Network Issues in the AU DC

Major Resolved View vendor source →

Squiz experienced a major incident on January 14, 2025 affecting Squiz Cloud Hosted Instances, lasting 1h 11m. The incident has been resolved; the full update timeline is below.

Started
Jan 14, 2025, 03:03 PM UTC
Resolved
Jan 14, 2025, 04:14 PM UTC
Duration
1h 11m
Detected by Pingoru
Jan 14, 2025, 03:03 PM UTC

Affected components

Squiz Cloud Hosted Instances

Update timeline

  1. investigating Jan 14, 2025, 03:03 PM UTC

    We are currently witnessing intermittent network issues with one of our transit providers in the AU. We’ll continue to investigate the situation and provides updates as soon as possible.

  2. investigating Jan 14, 2025, 03:03 PM UTC

    We are continuing to investigate this issue.

  3. monitoring Jan 14, 2025, 03:40 PM UTC

    A fix has been implemented and services are restored. We are currently still monitoring the situation.

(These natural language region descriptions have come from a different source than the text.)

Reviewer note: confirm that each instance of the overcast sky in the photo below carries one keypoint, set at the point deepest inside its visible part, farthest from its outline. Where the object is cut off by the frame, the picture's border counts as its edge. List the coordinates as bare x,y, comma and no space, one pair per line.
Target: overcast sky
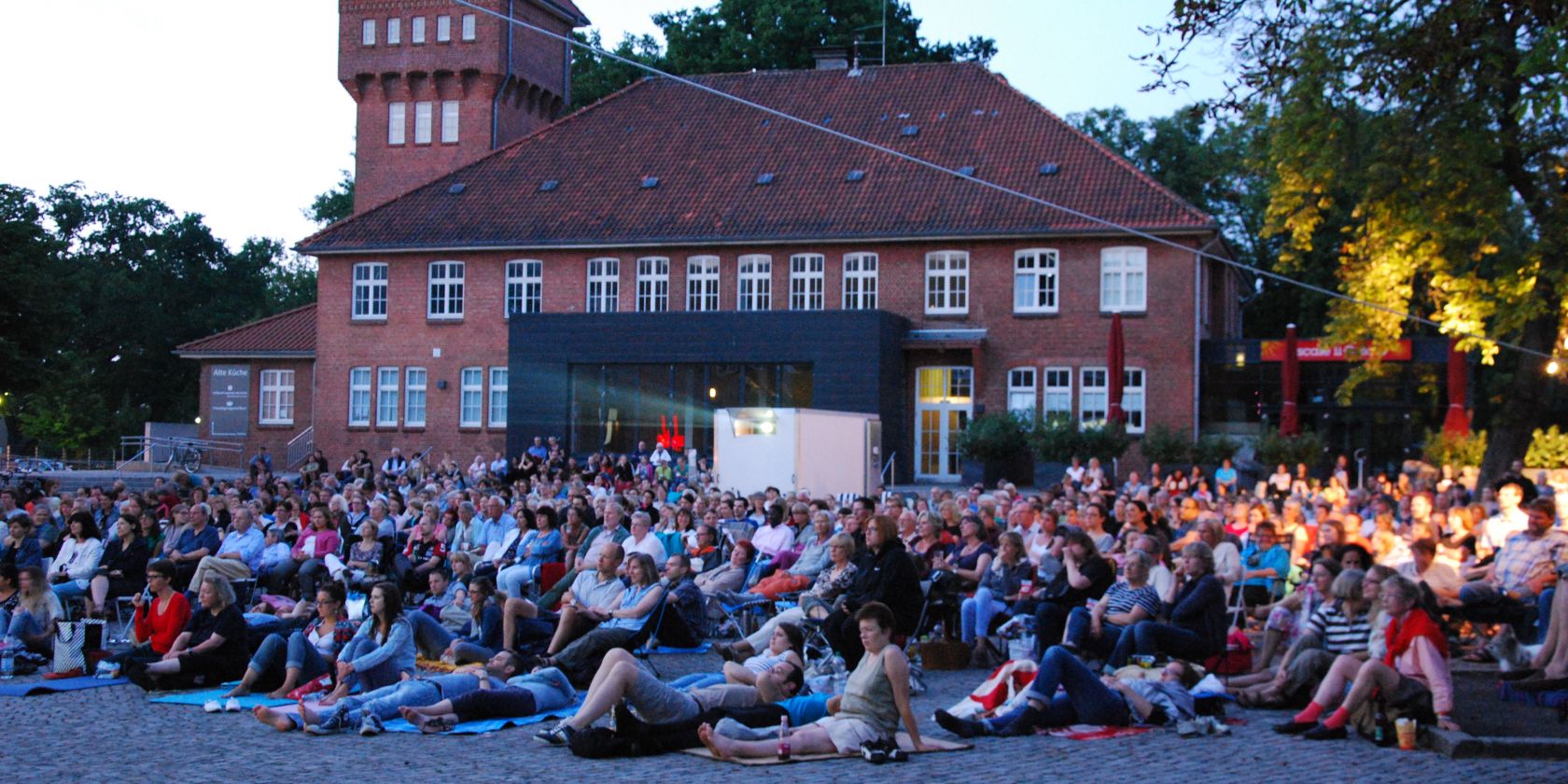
232,110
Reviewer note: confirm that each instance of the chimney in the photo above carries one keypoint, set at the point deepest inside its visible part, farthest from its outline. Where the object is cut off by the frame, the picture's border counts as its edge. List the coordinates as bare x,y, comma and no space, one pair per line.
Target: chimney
832,59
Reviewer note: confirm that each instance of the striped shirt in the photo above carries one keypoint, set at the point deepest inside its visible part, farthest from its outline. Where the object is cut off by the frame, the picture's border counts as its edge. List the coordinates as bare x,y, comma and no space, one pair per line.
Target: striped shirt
1122,597
1339,632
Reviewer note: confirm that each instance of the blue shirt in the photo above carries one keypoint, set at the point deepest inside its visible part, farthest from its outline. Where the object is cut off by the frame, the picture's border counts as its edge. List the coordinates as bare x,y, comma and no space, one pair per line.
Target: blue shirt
248,544
191,541
1277,558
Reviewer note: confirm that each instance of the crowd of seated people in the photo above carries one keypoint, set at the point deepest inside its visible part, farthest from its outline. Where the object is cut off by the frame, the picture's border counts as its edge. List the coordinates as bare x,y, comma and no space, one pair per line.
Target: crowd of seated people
543,573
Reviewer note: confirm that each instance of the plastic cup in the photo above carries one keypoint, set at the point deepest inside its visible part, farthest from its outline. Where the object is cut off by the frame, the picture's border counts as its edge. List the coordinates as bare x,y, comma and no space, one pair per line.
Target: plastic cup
1406,728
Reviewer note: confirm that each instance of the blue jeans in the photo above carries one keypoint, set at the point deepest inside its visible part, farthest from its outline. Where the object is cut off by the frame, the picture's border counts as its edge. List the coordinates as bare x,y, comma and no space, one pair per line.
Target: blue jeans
975,613
1151,638
431,638
1085,700
1079,634
295,652
68,590
386,700
386,673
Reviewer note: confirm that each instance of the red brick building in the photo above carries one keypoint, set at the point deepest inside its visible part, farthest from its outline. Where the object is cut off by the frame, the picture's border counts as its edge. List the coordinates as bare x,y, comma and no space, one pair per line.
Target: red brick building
664,200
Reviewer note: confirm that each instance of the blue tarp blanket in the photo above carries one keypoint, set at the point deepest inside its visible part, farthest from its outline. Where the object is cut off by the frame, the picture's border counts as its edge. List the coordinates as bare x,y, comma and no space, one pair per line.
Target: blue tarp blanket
198,698
665,650
66,684
490,725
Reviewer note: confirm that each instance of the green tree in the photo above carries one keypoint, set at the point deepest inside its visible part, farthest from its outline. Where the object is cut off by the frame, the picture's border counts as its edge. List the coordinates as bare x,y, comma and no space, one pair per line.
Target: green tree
334,204
764,35
1422,145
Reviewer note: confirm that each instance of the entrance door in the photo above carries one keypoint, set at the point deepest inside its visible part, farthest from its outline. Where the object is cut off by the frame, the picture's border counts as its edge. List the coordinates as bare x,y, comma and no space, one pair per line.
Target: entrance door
943,403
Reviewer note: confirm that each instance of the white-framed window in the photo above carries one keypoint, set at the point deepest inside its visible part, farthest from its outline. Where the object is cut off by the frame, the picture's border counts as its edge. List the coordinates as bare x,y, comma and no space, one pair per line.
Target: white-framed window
1021,392
860,281
276,397
386,397
806,281
470,397
449,121
1058,392
359,396
604,286
445,290
1123,279
397,122
947,283
1093,396
1132,396
422,121
652,284
414,397
703,283
754,283
524,286
1035,281
371,290
497,397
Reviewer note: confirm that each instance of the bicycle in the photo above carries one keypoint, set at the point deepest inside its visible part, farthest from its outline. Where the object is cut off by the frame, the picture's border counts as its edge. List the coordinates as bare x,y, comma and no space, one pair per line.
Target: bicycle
187,456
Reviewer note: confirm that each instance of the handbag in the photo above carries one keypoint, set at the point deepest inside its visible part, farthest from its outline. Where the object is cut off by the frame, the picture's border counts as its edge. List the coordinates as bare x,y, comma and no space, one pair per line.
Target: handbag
69,645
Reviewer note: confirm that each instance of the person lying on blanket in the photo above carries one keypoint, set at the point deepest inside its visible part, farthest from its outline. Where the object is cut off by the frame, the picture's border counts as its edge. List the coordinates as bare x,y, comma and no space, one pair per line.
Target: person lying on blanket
620,678
539,692
1085,700
874,703
369,710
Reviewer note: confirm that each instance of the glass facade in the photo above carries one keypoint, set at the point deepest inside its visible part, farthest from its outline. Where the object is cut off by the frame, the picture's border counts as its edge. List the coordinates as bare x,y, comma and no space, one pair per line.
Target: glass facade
617,405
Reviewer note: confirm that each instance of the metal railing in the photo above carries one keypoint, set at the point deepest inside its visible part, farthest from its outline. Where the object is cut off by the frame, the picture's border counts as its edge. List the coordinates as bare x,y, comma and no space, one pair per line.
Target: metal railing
171,451
300,447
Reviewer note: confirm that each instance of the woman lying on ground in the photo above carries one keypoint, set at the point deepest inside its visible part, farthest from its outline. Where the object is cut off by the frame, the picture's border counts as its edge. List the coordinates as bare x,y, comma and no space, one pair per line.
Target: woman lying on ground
539,692
1413,670
1341,626
1087,700
301,656
874,703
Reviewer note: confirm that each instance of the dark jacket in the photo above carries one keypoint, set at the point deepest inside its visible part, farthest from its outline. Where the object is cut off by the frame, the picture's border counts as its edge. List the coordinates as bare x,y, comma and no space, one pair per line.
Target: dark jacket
888,578
1200,609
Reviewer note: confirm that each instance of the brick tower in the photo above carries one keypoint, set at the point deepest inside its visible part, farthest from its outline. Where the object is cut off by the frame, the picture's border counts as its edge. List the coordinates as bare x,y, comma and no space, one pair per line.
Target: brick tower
440,85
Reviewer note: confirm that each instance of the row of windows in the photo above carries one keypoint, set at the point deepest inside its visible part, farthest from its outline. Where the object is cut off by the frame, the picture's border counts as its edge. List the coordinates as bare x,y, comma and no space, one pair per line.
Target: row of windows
377,391
424,121
416,30
1093,394
1123,286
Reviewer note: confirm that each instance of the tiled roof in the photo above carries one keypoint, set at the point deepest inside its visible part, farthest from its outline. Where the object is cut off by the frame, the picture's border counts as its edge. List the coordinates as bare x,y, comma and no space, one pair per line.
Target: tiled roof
709,157
290,333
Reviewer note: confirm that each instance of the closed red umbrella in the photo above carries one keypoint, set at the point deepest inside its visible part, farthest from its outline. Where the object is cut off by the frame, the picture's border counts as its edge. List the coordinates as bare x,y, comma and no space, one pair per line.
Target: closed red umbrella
1289,386
1115,369
1457,421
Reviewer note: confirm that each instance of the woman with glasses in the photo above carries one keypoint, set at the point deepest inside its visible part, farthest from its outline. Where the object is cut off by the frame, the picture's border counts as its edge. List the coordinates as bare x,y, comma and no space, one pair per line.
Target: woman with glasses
306,654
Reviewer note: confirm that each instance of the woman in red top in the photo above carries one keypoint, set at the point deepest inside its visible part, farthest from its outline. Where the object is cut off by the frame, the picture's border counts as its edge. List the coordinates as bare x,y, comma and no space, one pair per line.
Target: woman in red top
161,618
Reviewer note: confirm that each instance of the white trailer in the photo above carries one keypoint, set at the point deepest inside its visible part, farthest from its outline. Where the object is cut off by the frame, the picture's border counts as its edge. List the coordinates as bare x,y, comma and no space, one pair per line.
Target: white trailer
825,452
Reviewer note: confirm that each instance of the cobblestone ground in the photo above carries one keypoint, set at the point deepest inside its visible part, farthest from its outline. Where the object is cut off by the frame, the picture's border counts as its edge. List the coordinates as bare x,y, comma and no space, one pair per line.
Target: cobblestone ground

  4. resolved Jan 14, 2025, 04:14 PM UTC

    This incident has been resolved and all services are up and running

  5. postmortem Jan 15, 2025, 02:44 PM UTC

    **Summary** Several AU customers experienced website degradation between Jan 14, 2025, 23:47 AEST - Jan 15, 2025, 1:40 AEST. Squiz identified operational issues with one of our third party network providers. This had a negative effect on Matrix and Funnelback services in the AU, leading to search function disruptions, latency for several customers and some 504 errors. On January the 15th, at 19:51 AEST, during a scheduled maintenance window there was a further observed degradation of service. This was a re-occurrence of the same issue. ### **Customer Impact** A small subset of AU Customers experienced delays in search results when attempting to utilise the Funnelback search and web functions, as well as some more 504 service outages. ### **Issue, Resolution and Mitigation** We experienced concurrent intermittent traffic loss to/from NTT in both our Sydney and Melbourne DCs. The traffic loss was severe enough to trigger automatic rerouting of Ingress traffic to a different Transit provider. Because the packet loss was intermittent, this rerouting process resolved, then repeated several times. We intervened manually to force the exclusive use of a different Transit Provider in Sydney. This partially mitigated the issue, but it took some time for routing to fully recover. This also affected some of our internal observability systems. Once the NTT transit was stable, we reverted our mitigations to restore full redundant service.